An Australian-first solar energy project using Cloud Predictive Technology (CPT) to anticipate solar energy output has been launched with $2.3 million in support from ARENA.

The project to supply 1MW of solar energy to the Karratha Airport promises to answer questions about how CPT can make solar generation cheaper and more efficient by reducing or eliminating storage requirements.

ARENA CEO Ivor Frischknecht said the project could also lead to a rise in the number of renewable energy projects in the North West of Australia and beyond.

“It will be the first time cloud predictive technology has been used on a solar PV installation of this size connected to a network,” Mr Frischknecht said.

“Because clouds can lead to a sudden drop in solar output, commercial solar power generation on a smaller network usually has costly storage requirements to ‘smooth out’ supply into the grid. Employing CPT reduces the need for this buffer, meaning solar generation can be installed and operated more cheaply.”

The project will be connected to the North West Interconnected System (NWIS), Horizon Power’s network servicing Western Australia’s Pilbara mining region.

Mr Frischknecht said that while customers on the NWIS experience high electricity prices and the Pilbara region had excellent solar resources, development of renewable projects had been affected by high storage requirements stipulated by the network operator.

“Battery storage can help smooth out energy output and is becoming cheaper as technology advances.

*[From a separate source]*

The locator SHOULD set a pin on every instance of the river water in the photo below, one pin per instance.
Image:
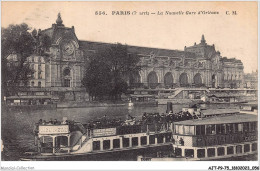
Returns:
(17, 127)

However, it is currently a major expense for new projects in the region,” Mr Frischknecht said.

“This project is aiming to satisfy network requirements with fewer batteries by enhancing storage effectiveness with cloud prediction, potentially opening the door for more renewable energy projects in the region.”

The Australian project is part of a growing tide of international efforts to use advanced data analysis to improve renewable energy outcomes.